The external evidence which has been produced on one side or the other is far too complicated and voluminous for examination in these pages. I can only say that, being unconscious of any prior bent, I have myself arrived, after considerable study of the matter, at the following conclusions:

1. That Gauden was not a truthful man. A notable instance is his having written to the King, about the beginning of 1662, that he had told the secret to none but him and his brother, while, in fact, as we have seen, he had told it the year before to Clarendon (Clarendon Papers).

2. That not one of the five witnesses, named either by Gauden or his wife as persons who knew and could attest the truth of his story, appears ever to have actually confirmed it.

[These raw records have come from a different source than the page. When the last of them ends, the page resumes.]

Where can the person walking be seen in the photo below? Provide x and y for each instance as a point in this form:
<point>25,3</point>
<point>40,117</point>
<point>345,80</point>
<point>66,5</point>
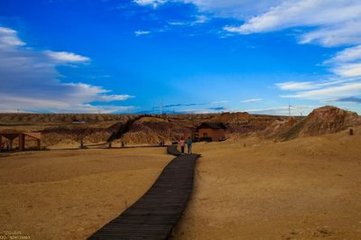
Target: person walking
<point>189,145</point>
<point>182,144</point>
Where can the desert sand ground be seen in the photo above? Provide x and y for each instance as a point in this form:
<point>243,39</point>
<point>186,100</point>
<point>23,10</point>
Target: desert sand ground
<point>70,194</point>
<point>308,188</point>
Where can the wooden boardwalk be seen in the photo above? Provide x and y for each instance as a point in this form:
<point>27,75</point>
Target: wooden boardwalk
<point>156,213</point>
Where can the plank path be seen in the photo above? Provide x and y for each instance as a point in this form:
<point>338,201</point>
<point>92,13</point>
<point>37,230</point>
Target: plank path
<point>157,212</point>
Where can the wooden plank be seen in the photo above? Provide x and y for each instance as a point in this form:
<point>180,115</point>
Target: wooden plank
<point>157,212</point>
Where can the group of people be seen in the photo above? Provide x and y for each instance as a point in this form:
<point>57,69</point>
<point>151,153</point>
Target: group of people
<point>187,142</point>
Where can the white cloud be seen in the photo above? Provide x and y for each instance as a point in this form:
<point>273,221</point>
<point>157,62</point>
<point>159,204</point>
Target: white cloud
<point>349,70</point>
<point>337,22</point>
<point>66,57</point>
<point>153,3</point>
<point>330,93</point>
<point>347,55</point>
<point>140,33</point>
<point>30,81</point>
<point>9,38</point>
<point>252,100</point>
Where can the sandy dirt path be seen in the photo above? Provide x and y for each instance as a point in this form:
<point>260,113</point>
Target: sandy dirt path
<point>71,194</point>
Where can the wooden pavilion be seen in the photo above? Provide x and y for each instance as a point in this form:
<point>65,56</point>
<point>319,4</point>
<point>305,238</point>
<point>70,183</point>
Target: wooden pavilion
<point>10,135</point>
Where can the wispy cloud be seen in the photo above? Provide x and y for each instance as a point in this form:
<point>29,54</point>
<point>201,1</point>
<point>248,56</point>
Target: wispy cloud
<point>141,33</point>
<point>66,57</point>
<point>252,100</point>
<point>30,81</point>
<point>336,21</point>
<point>153,3</point>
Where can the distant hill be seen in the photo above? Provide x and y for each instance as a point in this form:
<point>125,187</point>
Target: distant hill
<point>324,120</point>
<point>150,129</point>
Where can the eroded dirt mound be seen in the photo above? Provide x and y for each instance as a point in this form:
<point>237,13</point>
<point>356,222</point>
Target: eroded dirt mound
<point>322,120</point>
<point>152,130</point>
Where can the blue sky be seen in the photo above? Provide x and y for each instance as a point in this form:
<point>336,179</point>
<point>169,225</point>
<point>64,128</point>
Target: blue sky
<point>131,56</point>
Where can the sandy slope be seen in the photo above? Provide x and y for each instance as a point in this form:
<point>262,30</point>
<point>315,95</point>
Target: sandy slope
<point>307,188</point>
<point>70,194</point>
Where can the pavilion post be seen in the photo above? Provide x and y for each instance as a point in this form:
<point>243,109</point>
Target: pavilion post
<point>21,142</point>
<point>11,144</point>
<point>38,143</point>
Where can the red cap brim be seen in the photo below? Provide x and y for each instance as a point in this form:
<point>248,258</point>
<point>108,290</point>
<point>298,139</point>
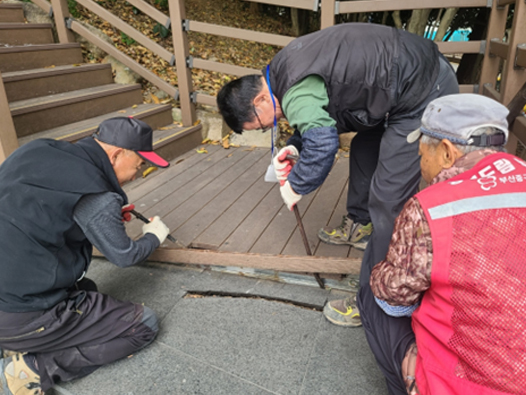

One of them, indeed, Bishop Morley, is said to have expressed in 1674 the contrary belief (Church Quarterly Review, vol. vii.)

3. That a considerable body of evidence has been adduced to show, that the earlier chapters of the Eikon were composed by the king before the battle of Naseby (June 1645), taken by the enemy among other papers in his cabinet on that field, and restored to him soon afterwards on an application being made to Fairfax. Now Gauden's story is to the effect that he did not begin to busy himself with the composition of the Eikon before 1647.